I yanked the cable out of the phone.
“I’m sorry-”
I turned the volume off. Enough. This day was already surreal. I crested the top of a small hill and the road in front of me was full of animals. I braked so hard, the car shuddered to a stop inches in front of a wide-eyed, cheerful looking camel?
What the hell was I looking at? A llama? No, what were the smaller ones? An alpaca.

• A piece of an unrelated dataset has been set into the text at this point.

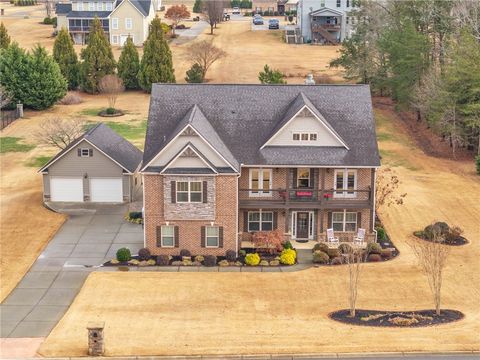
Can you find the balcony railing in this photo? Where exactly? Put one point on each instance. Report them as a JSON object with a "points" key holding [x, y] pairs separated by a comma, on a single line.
{"points": [[312, 196]]}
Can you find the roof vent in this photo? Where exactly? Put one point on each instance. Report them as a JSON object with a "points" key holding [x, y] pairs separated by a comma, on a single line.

When the fuck had Carter gotten alpacas?
Coming up behind the cluster of animals was a woman in a dark blue coat and a bright yellow knit cap. I didn’t have to see her face to know who it was. The wild red curls blowing around her face were all I needed to see.
A Calloway.
My spidey senses told me it was Harmony.
The pantry puncher.
That single event made the rest of my time in high school a shit show. Not just because everyone made fun of me. They did. But becauseshewent from being rather forgettable, to being an absolute menace. She stuffed my locker with ping pong balls one time. I was also pretty sure she took the spark plugs out of my truck, ruining my prom night.
She was diabolical. And very…very interesting. There was something about her animosity that made the air crackle around her.
She never told me what I’d done to deserve the punch and all her anger, but it must have been bad, because after that night Harmony Calloway made it clear:
I was the enemy.
And it wasn’t just the bullshit feud. Or the blanket way all the Calloways and McGraws hated each other. It was personal.
She hated me for me.
Which, in our fucked up family dynamics, was kind of special. It killed me that I didn’t know why she’d punched me. Why we were even in that pantry. I’d had a lot to drink, trying to erase a giant fight I’d had with my father earlier in the night. I’d done everything I could think of to get her to tell me what happened, but her lips were sealed.
Maybe she’d been the asshole and just punched me. Just pulled my drunk self into that pantry and let me have it. It seemed unlikely, but stranger things had happened between the Calloways and McGraws.
I put the rental car in park and pulled my hat on my head before opening the door. The bitter wind blew right through my not-thick-enough jacket and found all the sensitive places on my body. My nipples and armpits. The back of my neck. The tops of my thighs.